What can we learn from this?
The first thing to learn is that brilliance is often a group trait. Despite the archetype of the lone genius, many of the most important innovations of the past century were team efforts. Indeed, one frequent criticism of the Nobel Prize in the sciences is that few people are awarded for work increasingly done by large groups of researchers.
Second, innovation clusters remind us that creating the conditions necessary to generate innovation, or at least allow specific research to flourish, is possible. While throwing money at a problem isn’t always enough, existing clusters suggest that developing policies that increase productivity and research output helps spur creativity.
That said, innovation clusters aren’t a risk-free endeavor.
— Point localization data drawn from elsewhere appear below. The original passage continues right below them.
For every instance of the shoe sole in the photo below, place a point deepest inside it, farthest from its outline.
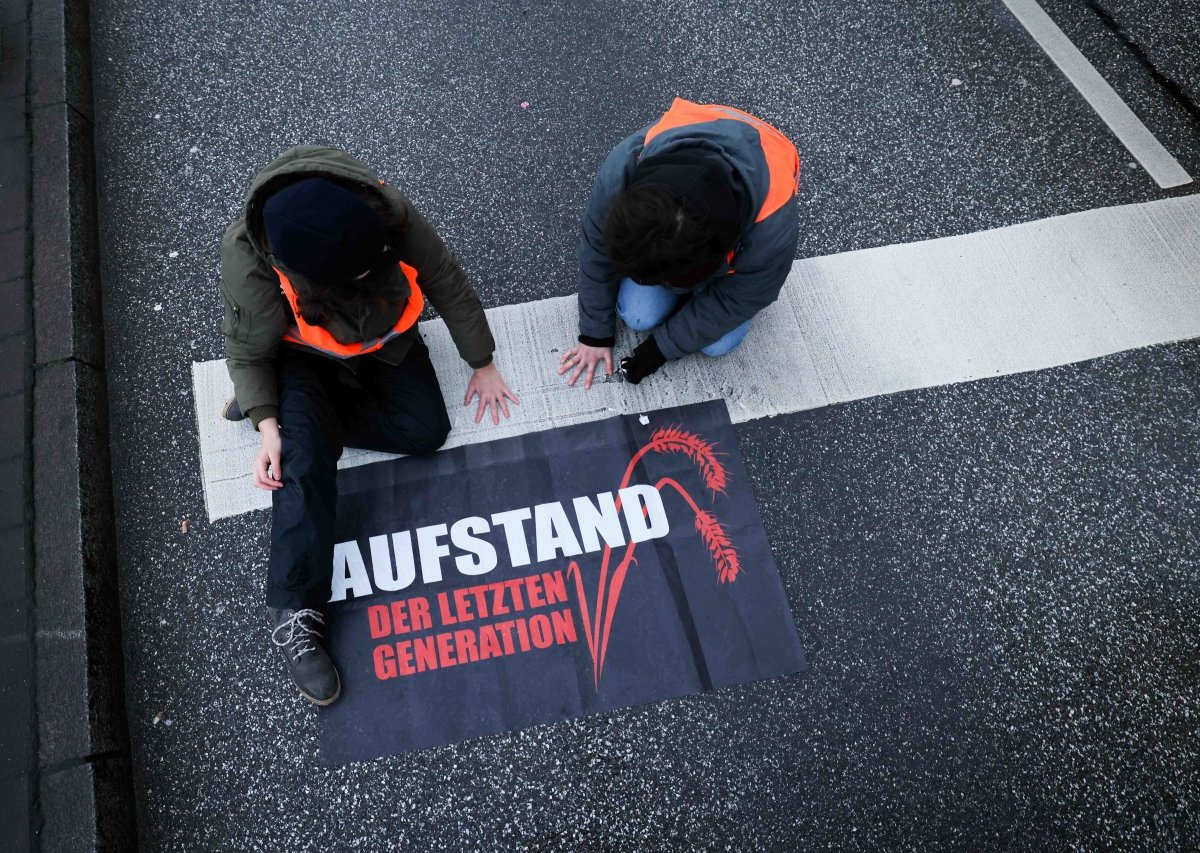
(331, 700)
(226, 412)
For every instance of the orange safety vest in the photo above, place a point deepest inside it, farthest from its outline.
(783, 161)
(319, 338)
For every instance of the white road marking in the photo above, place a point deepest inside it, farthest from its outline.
(1121, 120)
(846, 326)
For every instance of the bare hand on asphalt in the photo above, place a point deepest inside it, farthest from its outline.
(582, 358)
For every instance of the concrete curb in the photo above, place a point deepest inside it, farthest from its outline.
(84, 784)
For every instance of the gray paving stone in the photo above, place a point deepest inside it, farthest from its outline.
(12, 364)
(12, 118)
(66, 302)
(63, 680)
(15, 804)
(12, 420)
(13, 53)
(12, 256)
(61, 55)
(12, 491)
(81, 695)
(12, 307)
(16, 704)
(13, 580)
(69, 809)
(13, 184)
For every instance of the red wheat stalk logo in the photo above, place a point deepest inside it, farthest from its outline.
(598, 624)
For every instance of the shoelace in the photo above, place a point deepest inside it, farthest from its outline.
(300, 632)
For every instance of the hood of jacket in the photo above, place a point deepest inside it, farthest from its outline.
(304, 161)
(736, 144)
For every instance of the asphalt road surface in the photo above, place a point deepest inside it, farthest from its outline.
(995, 582)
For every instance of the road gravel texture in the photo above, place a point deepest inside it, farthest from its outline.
(995, 582)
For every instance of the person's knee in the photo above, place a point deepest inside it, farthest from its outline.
(641, 306)
(429, 434)
(637, 320)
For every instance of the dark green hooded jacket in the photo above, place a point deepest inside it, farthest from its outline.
(257, 314)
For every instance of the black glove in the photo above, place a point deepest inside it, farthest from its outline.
(646, 359)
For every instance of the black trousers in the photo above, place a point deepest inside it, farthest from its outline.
(323, 408)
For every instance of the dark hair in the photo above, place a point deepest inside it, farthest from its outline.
(355, 301)
(651, 238)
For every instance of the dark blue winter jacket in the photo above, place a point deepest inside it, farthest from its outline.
(737, 290)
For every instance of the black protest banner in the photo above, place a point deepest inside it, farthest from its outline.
(499, 586)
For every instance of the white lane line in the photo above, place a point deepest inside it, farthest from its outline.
(847, 326)
(1121, 120)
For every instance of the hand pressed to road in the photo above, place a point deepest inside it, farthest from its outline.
(583, 358)
(492, 391)
(268, 472)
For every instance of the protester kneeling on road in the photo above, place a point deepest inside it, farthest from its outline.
(690, 232)
(324, 277)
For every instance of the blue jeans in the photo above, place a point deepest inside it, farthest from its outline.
(646, 306)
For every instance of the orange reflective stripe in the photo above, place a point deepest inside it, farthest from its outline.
(783, 161)
(319, 337)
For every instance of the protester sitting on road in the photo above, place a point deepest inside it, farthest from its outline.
(324, 277)
(690, 232)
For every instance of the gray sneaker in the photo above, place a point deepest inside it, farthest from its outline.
(232, 412)
(294, 632)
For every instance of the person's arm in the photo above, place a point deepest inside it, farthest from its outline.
(444, 282)
(253, 324)
(761, 268)
(598, 282)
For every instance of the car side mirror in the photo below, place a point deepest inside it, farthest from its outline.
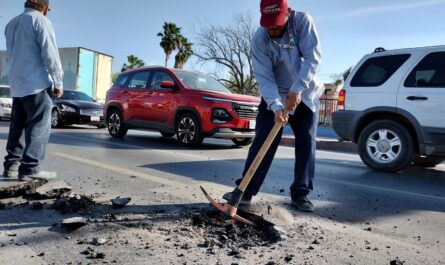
(167, 84)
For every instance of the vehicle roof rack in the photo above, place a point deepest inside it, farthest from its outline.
(379, 49)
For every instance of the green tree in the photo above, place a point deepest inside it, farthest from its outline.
(133, 63)
(184, 53)
(228, 48)
(170, 39)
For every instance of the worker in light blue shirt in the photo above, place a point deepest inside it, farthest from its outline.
(35, 75)
(286, 55)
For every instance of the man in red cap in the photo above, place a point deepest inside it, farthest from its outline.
(286, 55)
(35, 75)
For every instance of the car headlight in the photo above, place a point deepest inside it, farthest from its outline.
(66, 108)
(220, 115)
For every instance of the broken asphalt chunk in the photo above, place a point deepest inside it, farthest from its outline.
(50, 190)
(74, 223)
(17, 189)
(120, 202)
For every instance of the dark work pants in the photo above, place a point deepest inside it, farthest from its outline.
(29, 132)
(304, 125)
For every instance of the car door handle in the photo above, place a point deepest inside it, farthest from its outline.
(416, 98)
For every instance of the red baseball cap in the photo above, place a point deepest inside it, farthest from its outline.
(273, 12)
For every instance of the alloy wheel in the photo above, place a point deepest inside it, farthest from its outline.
(114, 123)
(186, 130)
(383, 146)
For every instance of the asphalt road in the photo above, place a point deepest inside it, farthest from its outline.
(407, 207)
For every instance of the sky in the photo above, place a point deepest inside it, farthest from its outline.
(348, 29)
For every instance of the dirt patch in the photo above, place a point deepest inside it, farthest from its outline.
(20, 188)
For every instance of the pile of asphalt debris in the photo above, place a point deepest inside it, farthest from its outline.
(225, 232)
(216, 228)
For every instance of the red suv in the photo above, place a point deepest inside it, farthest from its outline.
(191, 105)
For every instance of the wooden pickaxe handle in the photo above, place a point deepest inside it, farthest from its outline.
(238, 193)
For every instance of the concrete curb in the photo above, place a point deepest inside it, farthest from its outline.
(326, 144)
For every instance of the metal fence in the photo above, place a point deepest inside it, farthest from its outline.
(327, 107)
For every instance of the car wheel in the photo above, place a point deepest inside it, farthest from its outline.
(115, 124)
(188, 130)
(101, 126)
(241, 141)
(56, 120)
(428, 161)
(167, 134)
(386, 145)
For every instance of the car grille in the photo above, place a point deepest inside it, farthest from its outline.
(92, 112)
(245, 111)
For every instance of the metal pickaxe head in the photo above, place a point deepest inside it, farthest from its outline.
(227, 209)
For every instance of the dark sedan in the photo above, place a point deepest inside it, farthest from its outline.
(76, 107)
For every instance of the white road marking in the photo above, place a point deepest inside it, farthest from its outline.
(172, 183)
(117, 169)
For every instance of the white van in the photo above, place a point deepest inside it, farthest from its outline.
(393, 106)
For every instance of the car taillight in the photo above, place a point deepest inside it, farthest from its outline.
(341, 100)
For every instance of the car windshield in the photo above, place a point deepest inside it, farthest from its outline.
(4, 92)
(200, 81)
(76, 95)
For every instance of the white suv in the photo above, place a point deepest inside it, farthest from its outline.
(393, 107)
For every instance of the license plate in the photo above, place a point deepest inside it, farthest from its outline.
(252, 124)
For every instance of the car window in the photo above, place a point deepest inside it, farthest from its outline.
(377, 70)
(76, 95)
(158, 77)
(430, 72)
(121, 80)
(196, 80)
(139, 80)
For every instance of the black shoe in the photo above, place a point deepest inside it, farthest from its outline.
(303, 204)
(41, 175)
(11, 172)
(245, 200)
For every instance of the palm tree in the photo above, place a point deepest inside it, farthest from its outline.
(170, 39)
(133, 63)
(184, 53)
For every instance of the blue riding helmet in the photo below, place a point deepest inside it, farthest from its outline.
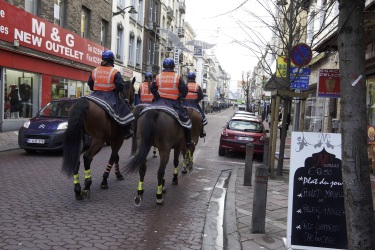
(168, 63)
(148, 75)
(191, 76)
(108, 55)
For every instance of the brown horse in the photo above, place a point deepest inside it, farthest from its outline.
(196, 123)
(85, 116)
(159, 129)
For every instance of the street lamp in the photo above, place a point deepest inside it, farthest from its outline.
(131, 11)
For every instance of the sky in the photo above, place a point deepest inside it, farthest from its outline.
(217, 22)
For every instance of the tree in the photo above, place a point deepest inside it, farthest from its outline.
(356, 174)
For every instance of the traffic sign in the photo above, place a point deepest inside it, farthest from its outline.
(301, 54)
(299, 82)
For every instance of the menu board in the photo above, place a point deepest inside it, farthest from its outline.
(316, 211)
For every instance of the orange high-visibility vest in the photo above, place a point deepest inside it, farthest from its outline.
(193, 91)
(104, 78)
(146, 95)
(167, 83)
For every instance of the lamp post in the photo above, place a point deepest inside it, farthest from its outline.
(131, 11)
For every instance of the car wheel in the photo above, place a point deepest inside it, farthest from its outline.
(221, 152)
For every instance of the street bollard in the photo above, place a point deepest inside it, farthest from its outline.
(248, 164)
(265, 151)
(258, 220)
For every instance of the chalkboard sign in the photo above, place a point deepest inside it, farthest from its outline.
(316, 211)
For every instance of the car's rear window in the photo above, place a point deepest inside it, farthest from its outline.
(243, 125)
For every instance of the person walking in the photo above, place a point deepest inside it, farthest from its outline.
(108, 85)
(168, 89)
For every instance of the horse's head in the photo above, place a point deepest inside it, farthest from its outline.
(129, 91)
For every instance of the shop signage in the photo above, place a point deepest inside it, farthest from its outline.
(24, 29)
(316, 210)
(301, 54)
(329, 83)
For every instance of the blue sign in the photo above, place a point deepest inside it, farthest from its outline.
(299, 82)
(300, 71)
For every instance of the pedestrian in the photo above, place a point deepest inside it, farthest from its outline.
(107, 83)
(15, 102)
(168, 89)
(194, 96)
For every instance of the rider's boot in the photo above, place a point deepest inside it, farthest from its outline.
(128, 132)
(188, 139)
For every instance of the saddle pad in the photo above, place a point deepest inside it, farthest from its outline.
(169, 111)
(104, 105)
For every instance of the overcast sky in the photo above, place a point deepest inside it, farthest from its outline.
(216, 21)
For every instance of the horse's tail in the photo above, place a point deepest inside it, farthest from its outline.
(73, 136)
(147, 136)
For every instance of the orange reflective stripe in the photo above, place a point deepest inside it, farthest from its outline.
(104, 78)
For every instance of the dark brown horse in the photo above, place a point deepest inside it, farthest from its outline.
(159, 129)
(85, 116)
(196, 126)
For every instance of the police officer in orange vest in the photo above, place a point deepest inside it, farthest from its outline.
(194, 96)
(168, 89)
(144, 89)
(107, 83)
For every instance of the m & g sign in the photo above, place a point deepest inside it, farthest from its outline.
(19, 26)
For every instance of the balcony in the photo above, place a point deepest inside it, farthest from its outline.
(170, 13)
(182, 7)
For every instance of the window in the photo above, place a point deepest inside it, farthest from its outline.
(58, 12)
(85, 22)
(139, 51)
(103, 33)
(120, 42)
(32, 6)
(131, 49)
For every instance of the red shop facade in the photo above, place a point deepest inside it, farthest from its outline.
(39, 62)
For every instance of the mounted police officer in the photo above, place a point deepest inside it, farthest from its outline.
(194, 96)
(168, 89)
(107, 84)
(144, 89)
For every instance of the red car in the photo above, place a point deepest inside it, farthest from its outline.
(240, 131)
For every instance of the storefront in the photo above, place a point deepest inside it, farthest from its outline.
(39, 62)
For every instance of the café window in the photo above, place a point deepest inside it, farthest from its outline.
(20, 94)
(63, 88)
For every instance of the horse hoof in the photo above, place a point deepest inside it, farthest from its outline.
(79, 197)
(137, 201)
(85, 194)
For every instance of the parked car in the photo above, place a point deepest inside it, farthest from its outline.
(239, 131)
(46, 131)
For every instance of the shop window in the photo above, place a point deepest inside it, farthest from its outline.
(32, 6)
(63, 88)
(20, 94)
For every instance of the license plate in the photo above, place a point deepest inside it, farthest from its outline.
(245, 138)
(37, 141)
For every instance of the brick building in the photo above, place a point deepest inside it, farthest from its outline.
(49, 47)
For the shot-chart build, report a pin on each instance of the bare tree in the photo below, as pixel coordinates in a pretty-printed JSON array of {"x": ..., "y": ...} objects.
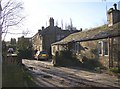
[{"x": 11, "y": 14}]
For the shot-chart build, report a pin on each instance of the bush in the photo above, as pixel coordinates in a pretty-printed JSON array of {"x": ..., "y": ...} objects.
[
  {"x": 92, "y": 64},
  {"x": 115, "y": 70},
  {"x": 24, "y": 53}
]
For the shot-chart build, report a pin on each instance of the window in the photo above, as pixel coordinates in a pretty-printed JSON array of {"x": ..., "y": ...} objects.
[
  {"x": 105, "y": 48},
  {"x": 100, "y": 48}
]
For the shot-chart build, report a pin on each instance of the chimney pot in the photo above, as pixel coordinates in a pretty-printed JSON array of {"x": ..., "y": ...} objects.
[
  {"x": 42, "y": 27},
  {"x": 115, "y": 6}
]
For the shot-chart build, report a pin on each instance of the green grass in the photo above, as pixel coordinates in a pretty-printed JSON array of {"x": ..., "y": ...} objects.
[{"x": 14, "y": 75}]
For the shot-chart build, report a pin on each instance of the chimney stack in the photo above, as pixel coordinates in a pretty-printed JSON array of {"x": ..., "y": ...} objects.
[
  {"x": 115, "y": 6},
  {"x": 42, "y": 27},
  {"x": 51, "y": 21}
]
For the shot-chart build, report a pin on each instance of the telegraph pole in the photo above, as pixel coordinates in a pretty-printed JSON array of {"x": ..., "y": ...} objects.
[{"x": 0, "y": 47}]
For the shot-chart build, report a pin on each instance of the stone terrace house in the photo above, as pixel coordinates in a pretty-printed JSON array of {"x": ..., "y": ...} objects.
[
  {"x": 43, "y": 39},
  {"x": 24, "y": 42},
  {"x": 101, "y": 43}
]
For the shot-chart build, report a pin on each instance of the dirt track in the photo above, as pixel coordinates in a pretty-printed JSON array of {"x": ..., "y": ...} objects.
[{"x": 47, "y": 76}]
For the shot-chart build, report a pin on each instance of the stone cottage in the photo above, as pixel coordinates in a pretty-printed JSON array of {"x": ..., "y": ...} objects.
[
  {"x": 101, "y": 43},
  {"x": 43, "y": 39}
]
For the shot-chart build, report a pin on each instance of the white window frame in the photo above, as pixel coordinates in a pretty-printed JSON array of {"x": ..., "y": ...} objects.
[
  {"x": 100, "y": 48},
  {"x": 104, "y": 48}
]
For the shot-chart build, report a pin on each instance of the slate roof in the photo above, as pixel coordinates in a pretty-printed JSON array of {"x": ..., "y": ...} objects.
[{"x": 92, "y": 34}]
There are cases of clusters that ultimately fizzled and died. Malaysia’s BioValley, for example, was an attempt to create an innovation cluster that failed for several reasons.
While the Malaysian government made a tremendous amount of funding available for this project, the private sector could not take advantage of it. BioValley lacked enough skilled workers to staff the proposed companies, it had difficulties convincing qualified workers from elsewhere to come to Malaysia, and it lacked local demand for biotechnology to keep new businesses afloat once started. Just because an area would like to be the site of a new innovation cluster doesn’t mean it can be.
However, it also suggests that certain inequalities in modern economies are unlikely to go away any time soon. If the concentration of firms can occasionally create regions with higher levels of productivity, then certain phenomena, such as how a mere 81 counties produce 50% of all American economic output, are unlikely to change. Indeed, innovation clusters may lead to further concentration of global wealth.
Genius isn’t as much an individual trait as popularly thought. Some places have figured out how to make group genius a ticket to success. Repeating that success is difficult but not impossible. Now, let’s see if somebody can make an innovation cluster that produces more clusters — that would be a real boon.